- When
- Thurs., Nov. 30, 2023, 6:30–7 p.m.
- Where
- Art Theater
- Tickets
-
Free, museum admission not required
Register 🎟
Akemi May, associate curator, works on paper at Carnegie Museum of Art, and Jeannie Kenmotsu, PhD, Arlene and Harold Schnitzer Curator of Asian Art at the Portland Art Museum, discuss the international reception of Japanese prints focusing on the works in our current exhibition, Imprinting in Their Time: Japanese Printmakers, 1912–2022.
About the Speakers
Jeannie Kenmotsu, PhD, is the Arlene and Harold Schnitzer Curator of Asian Art at the Portland Art Museum (Portland, Oregon). She is a specialist in the art of early modern Japan, with focus on painting, illustrated books, and prints. Other interests include contemporary Asian art, the international reception of Japanese prints, and creative practices of the diaspora. Her research has been supported by the Andrew W. Mellon Foundation, Japan Foundation, and Blakemore Foundation, among others. Dr. Kenmotsu is a Senior Fellow of the Andrew W. Mellon Society of Fellows in Critical Bibliography at Rare Book School and a board member of the Japanese Art Society of America. She is currently organizing the first major museum retrospective of the artist Yoshida Chizuko (1924–2017).
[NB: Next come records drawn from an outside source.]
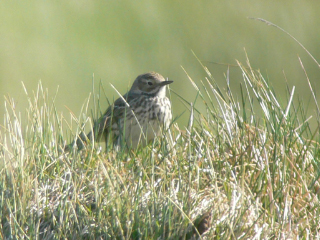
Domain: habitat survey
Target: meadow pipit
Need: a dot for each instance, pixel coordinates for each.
(137, 117)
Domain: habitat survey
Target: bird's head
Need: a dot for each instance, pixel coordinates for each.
(150, 83)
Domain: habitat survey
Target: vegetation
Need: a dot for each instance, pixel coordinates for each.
(230, 174)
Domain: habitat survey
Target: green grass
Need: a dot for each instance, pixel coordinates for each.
(230, 174)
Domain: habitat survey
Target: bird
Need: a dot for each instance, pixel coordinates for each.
(136, 118)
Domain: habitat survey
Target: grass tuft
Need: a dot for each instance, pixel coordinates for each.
(230, 174)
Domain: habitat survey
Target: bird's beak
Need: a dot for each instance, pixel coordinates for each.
(165, 83)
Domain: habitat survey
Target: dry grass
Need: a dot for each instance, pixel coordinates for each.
(231, 174)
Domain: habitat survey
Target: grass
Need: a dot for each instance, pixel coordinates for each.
(230, 174)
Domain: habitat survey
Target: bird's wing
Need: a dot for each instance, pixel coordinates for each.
(112, 115)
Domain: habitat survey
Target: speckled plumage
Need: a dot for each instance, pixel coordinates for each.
(139, 116)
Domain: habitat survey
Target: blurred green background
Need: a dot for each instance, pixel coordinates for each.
(63, 43)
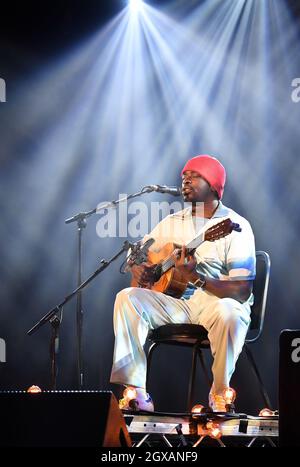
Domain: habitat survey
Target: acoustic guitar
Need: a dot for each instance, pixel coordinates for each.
(171, 280)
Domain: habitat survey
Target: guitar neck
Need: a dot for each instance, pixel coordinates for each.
(169, 262)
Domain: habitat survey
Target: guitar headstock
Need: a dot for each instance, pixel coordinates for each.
(220, 230)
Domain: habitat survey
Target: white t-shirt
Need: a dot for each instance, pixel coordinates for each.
(229, 258)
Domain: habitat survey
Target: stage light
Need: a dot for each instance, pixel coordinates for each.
(129, 393)
(229, 395)
(266, 413)
(198, 408)
(135, 5)
(34, 389)
(214, 430)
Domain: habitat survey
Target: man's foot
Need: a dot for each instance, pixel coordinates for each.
(142, 401)
(217, 402)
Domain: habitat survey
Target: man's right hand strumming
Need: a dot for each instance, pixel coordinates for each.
(143, 274)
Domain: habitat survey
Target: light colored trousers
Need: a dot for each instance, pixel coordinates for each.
(137, 310)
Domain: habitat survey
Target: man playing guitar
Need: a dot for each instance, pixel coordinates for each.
(218, 278)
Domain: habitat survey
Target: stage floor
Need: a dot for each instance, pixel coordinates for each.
(184, 429)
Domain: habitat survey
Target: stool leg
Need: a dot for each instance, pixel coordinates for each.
(192, 378)
(149, 361)
(204, 367)
(262, 388)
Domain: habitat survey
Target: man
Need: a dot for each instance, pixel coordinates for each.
(222, 270)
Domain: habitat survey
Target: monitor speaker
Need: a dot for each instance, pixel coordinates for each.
(61, 419)
(289, 388)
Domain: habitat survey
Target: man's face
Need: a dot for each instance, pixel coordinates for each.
(195, 188)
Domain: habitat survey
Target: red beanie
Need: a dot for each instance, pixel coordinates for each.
(210, 169)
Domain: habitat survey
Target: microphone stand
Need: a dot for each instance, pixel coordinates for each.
(52, 315)
(55, 321)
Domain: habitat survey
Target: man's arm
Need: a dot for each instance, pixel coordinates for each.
(239, 290)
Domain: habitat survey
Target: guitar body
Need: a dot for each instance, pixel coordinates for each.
(172, 282)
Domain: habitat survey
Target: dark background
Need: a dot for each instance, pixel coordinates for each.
(31, 34)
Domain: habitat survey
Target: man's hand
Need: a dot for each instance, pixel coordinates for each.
(143, 274)
(187, 265)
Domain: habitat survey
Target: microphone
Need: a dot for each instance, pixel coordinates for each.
(170, 190)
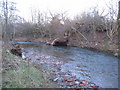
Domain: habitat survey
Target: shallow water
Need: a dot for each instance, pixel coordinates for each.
(85, 64)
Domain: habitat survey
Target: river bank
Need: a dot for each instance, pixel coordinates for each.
(102, 46)
(19, 73)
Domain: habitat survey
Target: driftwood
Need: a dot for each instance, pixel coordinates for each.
(16, 50)
(60, 42)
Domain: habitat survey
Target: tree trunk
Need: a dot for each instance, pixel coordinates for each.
(118, 18)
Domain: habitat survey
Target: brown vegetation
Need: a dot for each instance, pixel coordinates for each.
(91, 29)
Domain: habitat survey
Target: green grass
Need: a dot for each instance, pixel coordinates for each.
(19, 74)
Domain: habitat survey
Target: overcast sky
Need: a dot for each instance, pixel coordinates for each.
(73, 7)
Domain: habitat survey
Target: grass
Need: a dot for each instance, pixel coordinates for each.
(17, 73)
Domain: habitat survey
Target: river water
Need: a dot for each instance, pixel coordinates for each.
(100, 68)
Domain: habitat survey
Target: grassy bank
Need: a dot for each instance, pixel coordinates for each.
(18, 73)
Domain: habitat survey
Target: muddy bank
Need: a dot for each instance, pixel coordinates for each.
(101, 46)
(63, 79)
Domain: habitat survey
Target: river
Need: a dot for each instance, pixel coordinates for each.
(85, 64)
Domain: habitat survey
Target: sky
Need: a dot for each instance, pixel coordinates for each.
(72, 7)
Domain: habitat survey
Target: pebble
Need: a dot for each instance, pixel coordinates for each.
(76, 82)
(55, 79)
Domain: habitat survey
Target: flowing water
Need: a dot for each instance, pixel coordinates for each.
(100, 68)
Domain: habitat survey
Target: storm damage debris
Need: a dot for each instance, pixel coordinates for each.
(16, 50)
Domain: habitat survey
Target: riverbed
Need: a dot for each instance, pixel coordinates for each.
(85, 64)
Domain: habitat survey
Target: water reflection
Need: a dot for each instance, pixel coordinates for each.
(85, 64)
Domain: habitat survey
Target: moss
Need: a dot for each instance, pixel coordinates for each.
(20, 74)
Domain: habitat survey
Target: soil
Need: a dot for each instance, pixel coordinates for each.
(63, 79)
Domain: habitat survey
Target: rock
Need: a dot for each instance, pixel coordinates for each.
(55, 79)
(76, 82)
(60, 42)
(16, 50)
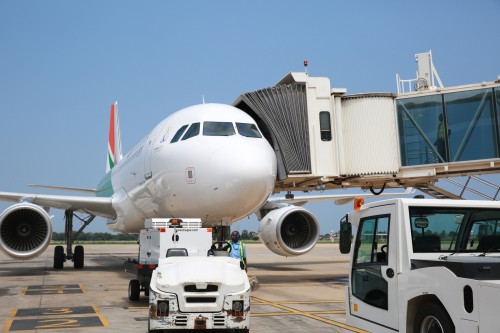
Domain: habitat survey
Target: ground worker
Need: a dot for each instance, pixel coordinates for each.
(238, 249)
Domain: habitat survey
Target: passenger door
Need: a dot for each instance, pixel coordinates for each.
(373, 283)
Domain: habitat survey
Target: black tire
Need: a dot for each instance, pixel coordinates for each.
(134, 290)
(58, 257)
(78, 257)
(432, 318)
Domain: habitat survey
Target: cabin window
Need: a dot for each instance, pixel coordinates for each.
(193, 130)
(218, 128)
(325, 126)
(179, 133)
(248, 130)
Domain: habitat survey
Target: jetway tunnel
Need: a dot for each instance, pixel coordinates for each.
(326, 139)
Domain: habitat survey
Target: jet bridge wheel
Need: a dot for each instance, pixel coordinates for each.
(134, 290)
(58, 257)
(432, 318)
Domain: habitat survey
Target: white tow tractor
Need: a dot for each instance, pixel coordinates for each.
(423, 265)
(191, 283)
(158, 236)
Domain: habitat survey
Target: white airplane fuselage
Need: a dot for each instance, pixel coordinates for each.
(219, 178)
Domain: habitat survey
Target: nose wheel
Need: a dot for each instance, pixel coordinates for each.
(78, 255)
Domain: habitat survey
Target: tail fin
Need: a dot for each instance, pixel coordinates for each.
(114, 139)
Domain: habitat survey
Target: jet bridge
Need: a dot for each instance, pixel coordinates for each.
(327, 139)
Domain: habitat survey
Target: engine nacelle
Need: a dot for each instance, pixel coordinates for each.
(25, 231)
(289, 231)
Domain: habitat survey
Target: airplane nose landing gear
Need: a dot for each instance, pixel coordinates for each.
(78, 256)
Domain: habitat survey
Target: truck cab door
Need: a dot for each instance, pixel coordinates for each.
(373, 281)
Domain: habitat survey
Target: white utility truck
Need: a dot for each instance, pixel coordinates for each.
(423, 265)
(196, 285)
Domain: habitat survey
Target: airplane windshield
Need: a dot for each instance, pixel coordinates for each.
(193, 130)
(248, 130)
(217, 128)
(177, 135)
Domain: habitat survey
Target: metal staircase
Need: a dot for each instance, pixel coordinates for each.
(474, 185)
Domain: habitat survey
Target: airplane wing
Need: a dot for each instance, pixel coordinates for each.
(100, 206)
(340, 199)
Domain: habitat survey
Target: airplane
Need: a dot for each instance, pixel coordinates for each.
(207, 161)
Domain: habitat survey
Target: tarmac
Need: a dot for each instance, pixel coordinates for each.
(292, 294)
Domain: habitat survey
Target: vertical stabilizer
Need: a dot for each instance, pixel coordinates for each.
(114, 139)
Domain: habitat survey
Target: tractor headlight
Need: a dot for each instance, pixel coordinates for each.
(237, 308)
(162, 309)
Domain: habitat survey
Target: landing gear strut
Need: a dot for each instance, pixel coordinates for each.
(78, 255)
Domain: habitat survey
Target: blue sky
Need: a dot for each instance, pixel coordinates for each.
(62, 63)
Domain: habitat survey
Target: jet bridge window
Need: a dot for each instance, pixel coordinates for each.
(325, 126)
(193, 130)
(218, 128)
(248, 130)
(179, 133)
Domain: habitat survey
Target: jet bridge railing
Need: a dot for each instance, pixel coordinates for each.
(450, 127)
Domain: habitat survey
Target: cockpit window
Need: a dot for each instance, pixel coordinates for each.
(248, 130)
(179, 133)
(218, 128)
(193, 130)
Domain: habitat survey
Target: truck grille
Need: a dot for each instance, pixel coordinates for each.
(219, 320)
(192, 288)
(201, 299)
(181, 321)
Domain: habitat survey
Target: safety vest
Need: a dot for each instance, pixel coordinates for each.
(242, 247)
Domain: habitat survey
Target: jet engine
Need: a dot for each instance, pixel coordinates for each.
(289, 231)
(25, 231)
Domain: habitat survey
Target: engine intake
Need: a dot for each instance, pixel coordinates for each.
(25, 231)
(289, 231)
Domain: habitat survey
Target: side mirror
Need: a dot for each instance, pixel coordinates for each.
(421, 222)
(345, 236)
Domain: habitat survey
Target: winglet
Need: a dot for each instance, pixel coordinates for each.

Akemi May is associate curator of works on paper at Carnegie Museum of Art and curator of Imprinting in Their Time: Japanese Printmakers, 1912–2022. Since joining the museum in 2009, May has organized numerous exhibitions and reinstallations of the museum’s collection, including Japan is the Key: Collecting Prints and Ivories, 1900–1920, Hiroshige’s Tōkaidō Road, Monet and the Modern City, and A Delight for the Senses: The Still Life. May also contributed to Art Tracks, a pioneering data visualization initiative for provenance research and oversaw the publication of the museum’s new Collection Handbook.